As policy changes brought about by the COVID-19 pandemic fade away, we must recognize the opportunity for change that the COVID-19 pandemic provided and continues to provide. In this case study, we use the COVID-19 pandemic to better understand the effect that specific historical context has on the eviction courtroom. Despite some positive changes across the country, structural inequalities in the courtroom remain durable. Although Franklin County seems to have overlooked the opportunity to challenge the durability of these structural inequalities long-term, some localities have not. Local governments have the power to make policy decisions that impact eviction procedures and outcomes greatly (Nelson et al. 2021). Although our findings highlight the durability of inequality, we believe that broader, structural changes are possible, as seen in cities like Minneapolis that strongly curbed eviction filings rates and implemented eviction diversion programs (Hepburn et al. 2023; NCSHA 2022).

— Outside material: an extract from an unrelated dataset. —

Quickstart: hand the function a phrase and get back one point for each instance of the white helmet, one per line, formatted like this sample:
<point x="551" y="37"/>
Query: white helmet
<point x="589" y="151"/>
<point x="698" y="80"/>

We believe that this study highlights the dire need for eviction prevention and diversion programs that focus on mitigating harm before the courtroom rather than “improving” a system that is already deeply unequal.
Footnotes
Acknowledgements
We would like to thank our advisor, Townsand Price-Spratlen, for his continued support.
Funding
The author(s) disclosed receipt of the following financial support for the research, authorship, and/or publication of this article: We would like to thank the Department of Sociology at The Ohio State University for supporting our research with funding through the Silverman Award.
1
Although the Centers for Disease Control and Prevention imposed a nationwide moratorium on residential evictions for nonpayment of rent from September 4, 2020, to October 3, 2021, the order was interpreted differently across states and localities. Ohio was one of only a handful of states to abstain from instituting a statewide moratorium on evictions.